Throughout clubbing together and getting drinks at places like New York's Kettle of Fish, Schatzberg and Dylan forged a bond, with the photographer witnessing a legend in the making. Shortly after Dylan famously went electric to the shock of the traditional folk crowd at the Newport Folk Festival in the summer of 1965, Schatzberg was present for his follow-up performances in New York, which elicited a similar reaction. "I remember they booed him at Forest Hills too. Afterwards, we all went back to his manager Alan Grossman's apartment and Dylan said, 'I don't care (what they thought). I'm gonna do what I want to do.' And he did, and wound up being right."

Tandem to having a front row seat to Dylan's rise to legendary status, Schatzberg is bursting with stories of working with a bevy of the biggest name in '60s culture, whether Aretha Franklin, Jimi Hendrix or Andy Warhol. Take for instance Schatzberg at an intimate lunch in London when a scraggly-looking chap came in. "He wasn't too clean; had long hair and long fingernails and introduced himself as Mick Jagger," remembers Schatzberg of the Rolling Stones frontman. "We started talking and he said he was playing later that night at a club outside of town."

With that, Schatzberg, the Stones and their entourage bussed to the venue only to realize they couldn't get close to the stage door due to the throngs of fans waiting outside. "So Mick left the bus and made a run for it, and they were all pulling on him and tore his sweater." Once their entourage took the seats in their theater, two British bands took the stage before the Stones: one in matching yellow outfits and another in matching blue outfits. "We figured the Stones were changing into their outfits, but when they came out on stage they were wearing the same things they had on earlier in the day, with Mick wearing the same torn sweater. You knew immediately they were different."

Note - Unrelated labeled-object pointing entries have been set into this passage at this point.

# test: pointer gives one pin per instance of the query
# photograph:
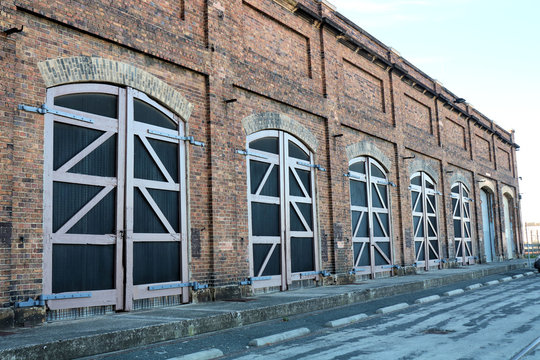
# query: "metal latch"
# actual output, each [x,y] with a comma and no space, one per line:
[386,182]
[195,285]
[354,271]
[191,139]
[324,273]
[248,153]
[250,280]
[352,176]
[315,166]
[42,298]
[43,109]
[390,267]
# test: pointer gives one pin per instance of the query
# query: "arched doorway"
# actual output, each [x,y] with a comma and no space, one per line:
[461,212]
[488,226]
[425,220]
[370,214]
[508,209]
[282,213]
[115,219]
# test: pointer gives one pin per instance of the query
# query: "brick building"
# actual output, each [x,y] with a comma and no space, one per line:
[326,155]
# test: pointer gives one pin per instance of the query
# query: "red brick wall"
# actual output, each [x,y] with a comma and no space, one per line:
[270,60]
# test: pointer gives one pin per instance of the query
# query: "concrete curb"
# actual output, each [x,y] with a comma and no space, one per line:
[201,355]
[389,309]
[345,321]
[124,339]
[454,292]
[272,339]
[474,286]
[427,299]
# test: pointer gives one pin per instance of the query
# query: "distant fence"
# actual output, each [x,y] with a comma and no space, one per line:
[531,249]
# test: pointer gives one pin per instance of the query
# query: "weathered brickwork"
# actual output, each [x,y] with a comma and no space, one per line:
[230,69]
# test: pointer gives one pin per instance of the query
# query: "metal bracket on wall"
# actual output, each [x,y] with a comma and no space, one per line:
[195,285]
[42,298]
[391,267]
[324,273]
[247,153]
[43,109]
[315,166]
[250,280]
[352,176]
[354,271]
[191,139]
[386,182]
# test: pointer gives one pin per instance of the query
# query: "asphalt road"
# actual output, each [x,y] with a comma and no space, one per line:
[492,322]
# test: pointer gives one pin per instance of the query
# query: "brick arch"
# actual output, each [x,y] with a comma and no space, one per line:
[488,185]
[417,165]
[508,191]
[368,148]
[80,69]
[277,121]
[459,177]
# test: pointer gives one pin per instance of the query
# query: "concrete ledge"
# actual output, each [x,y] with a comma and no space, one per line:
[346,321]
[454,292]
[88,345]
[474,286]
[30,316]
[272,339]
[201,355]
[427,299]
[7,318]
[389,309]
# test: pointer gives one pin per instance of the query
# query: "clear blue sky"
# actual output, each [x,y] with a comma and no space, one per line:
[487,52]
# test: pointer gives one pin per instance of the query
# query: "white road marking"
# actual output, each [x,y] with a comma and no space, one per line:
[272,339]
[201,355]
[346,321]
[389,309]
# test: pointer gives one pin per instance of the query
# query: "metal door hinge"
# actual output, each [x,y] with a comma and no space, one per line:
[191,139]
[386,182]
[354,271]
[349,175]
[195,285]
[248,153]
[323,273]
[42,298]
[43,109]
[314,166]
[250,280]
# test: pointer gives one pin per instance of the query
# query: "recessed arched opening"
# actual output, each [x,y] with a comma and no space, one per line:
[370,216]
[461,215]
[425,220]
[114,198]
[283,243]
[488,223]
[509,225]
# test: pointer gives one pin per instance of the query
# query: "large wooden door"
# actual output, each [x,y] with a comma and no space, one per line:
[371,230]
[488,225]
[283,245]
[461,210]
[425,221]
[114,198]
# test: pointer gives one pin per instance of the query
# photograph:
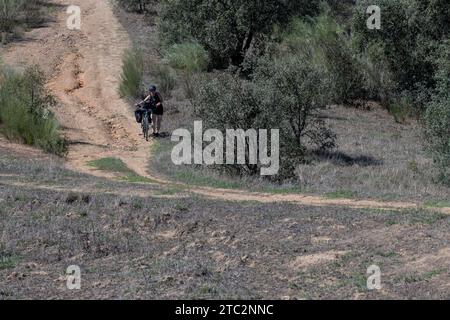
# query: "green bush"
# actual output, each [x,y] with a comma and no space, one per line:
[135,5]
[24,110]
[410,34]
[164,78]
[10,11]
[190,58]
[331,47]
[285,94]
[132,74]
[226,29]
[437,120]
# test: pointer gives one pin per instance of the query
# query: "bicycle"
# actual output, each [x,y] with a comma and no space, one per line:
[146,123]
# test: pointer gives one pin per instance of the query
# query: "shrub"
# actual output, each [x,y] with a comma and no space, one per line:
[226,29]
[324,38]
[285,94]
[164,78]
[294,89]
[24,110]
[10,11]
[437,120]
[410,34]
[190,58]
[132,73]
[437,116]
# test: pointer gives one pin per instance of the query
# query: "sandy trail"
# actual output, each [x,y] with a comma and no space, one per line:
[99,124]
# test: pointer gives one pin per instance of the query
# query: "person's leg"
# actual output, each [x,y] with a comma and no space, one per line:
[154,123]
[158,128]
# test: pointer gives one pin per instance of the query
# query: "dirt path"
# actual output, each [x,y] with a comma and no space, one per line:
[98,123]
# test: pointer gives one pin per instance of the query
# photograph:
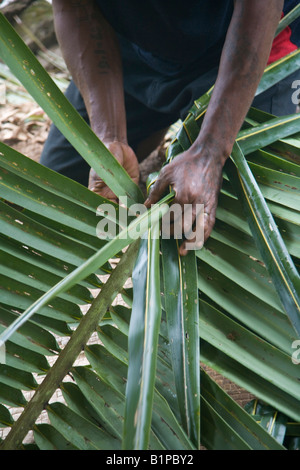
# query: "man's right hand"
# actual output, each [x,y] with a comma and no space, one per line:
[127,158]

Schatzberg also crossed paths with another British band that was making waves around the world at the time. "Esquire magazine wanted a Christmas cover, so I went back over to London and had a half hour sitting booked with the Beatles." After running into the Fab Four at a club and hitting it off the night before, Schatzberg found the next day they had clammed up. "There were other people there to shoot them like me and I was suddenly just another photographer to them." Despite being decked out in velvet top hats and scarves, an ode to Charles Dickens, when Schatzberg's editor at Esquire asked how it went, the photographer was frank. "I said I didn't think I got what I wanted. He said, 'Okay,' and didn't even ask to see the pictures. Two years later, I looked at them again and they were terrific, but at the time I felt I hadn't really done it." To this day, those pictures have never been seen by the public. "I recently reached out to Apple to see what they'd want to do with them."

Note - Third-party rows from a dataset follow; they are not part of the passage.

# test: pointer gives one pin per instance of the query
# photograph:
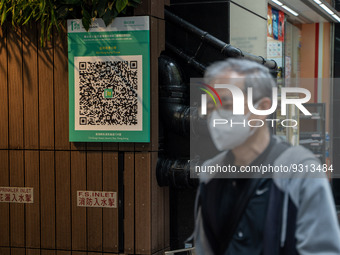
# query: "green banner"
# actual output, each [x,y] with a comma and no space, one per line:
[109,81]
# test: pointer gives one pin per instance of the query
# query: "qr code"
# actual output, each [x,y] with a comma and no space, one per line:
[108,93]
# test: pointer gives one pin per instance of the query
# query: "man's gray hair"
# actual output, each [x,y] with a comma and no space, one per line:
[255,75]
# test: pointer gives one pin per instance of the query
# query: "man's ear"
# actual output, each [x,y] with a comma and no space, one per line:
[265,104]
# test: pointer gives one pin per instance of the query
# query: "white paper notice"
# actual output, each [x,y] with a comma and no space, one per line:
[103,199]
[22,195]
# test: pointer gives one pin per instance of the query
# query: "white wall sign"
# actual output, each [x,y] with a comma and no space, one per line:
[102,199]
[21,195]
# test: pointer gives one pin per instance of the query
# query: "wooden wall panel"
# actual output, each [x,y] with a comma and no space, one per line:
[78,253]
[32,252]
[129,203]
[94,215]
[47,199]
[4,91]
[15,89]
[63,252]
[17,211]
[18,251]
[78,182]
[32,210]
[61,98]
[157,210]
[30,83]
[4,207]
[110,215]
[48,252]
[46,99]
[63,200]
[143,203]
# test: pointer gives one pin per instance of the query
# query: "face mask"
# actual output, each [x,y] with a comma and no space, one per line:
[225,136]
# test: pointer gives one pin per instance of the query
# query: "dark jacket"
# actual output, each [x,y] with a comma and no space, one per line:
[301,216]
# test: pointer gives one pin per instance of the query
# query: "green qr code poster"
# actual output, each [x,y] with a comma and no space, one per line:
[109,81]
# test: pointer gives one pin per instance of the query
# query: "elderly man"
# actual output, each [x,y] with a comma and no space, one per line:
[281,215]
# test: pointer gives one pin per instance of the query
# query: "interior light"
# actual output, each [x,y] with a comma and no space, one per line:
[277,2]
[336,17]
[329,11]
[290,10]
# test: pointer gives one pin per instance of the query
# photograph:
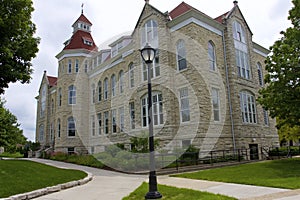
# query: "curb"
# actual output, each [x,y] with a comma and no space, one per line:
[49,190]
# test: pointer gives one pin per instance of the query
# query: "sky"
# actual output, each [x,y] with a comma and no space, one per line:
[54,19]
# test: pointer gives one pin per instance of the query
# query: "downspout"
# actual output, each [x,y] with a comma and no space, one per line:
[228,91]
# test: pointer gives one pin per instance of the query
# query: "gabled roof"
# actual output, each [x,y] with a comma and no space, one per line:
[77,41]
[52,81]
[82,18]
[180,9]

It was Dylan, though, that became one of Schatzberg's favorite subjects, a Camelot period that ended when Schatzberg left the world of photography behind for filmmaking (he directed Al Pacino in the '70s classics The Panic In Needle Park and Scarecrow) and Dylan began taking on a low profile after a motorcycle accident in Woodstock, NY, nearly cost him his life.

Looking back, Schatzberg is nonchalant about a distinguished career. "I think when you're in the business, you just get used to it."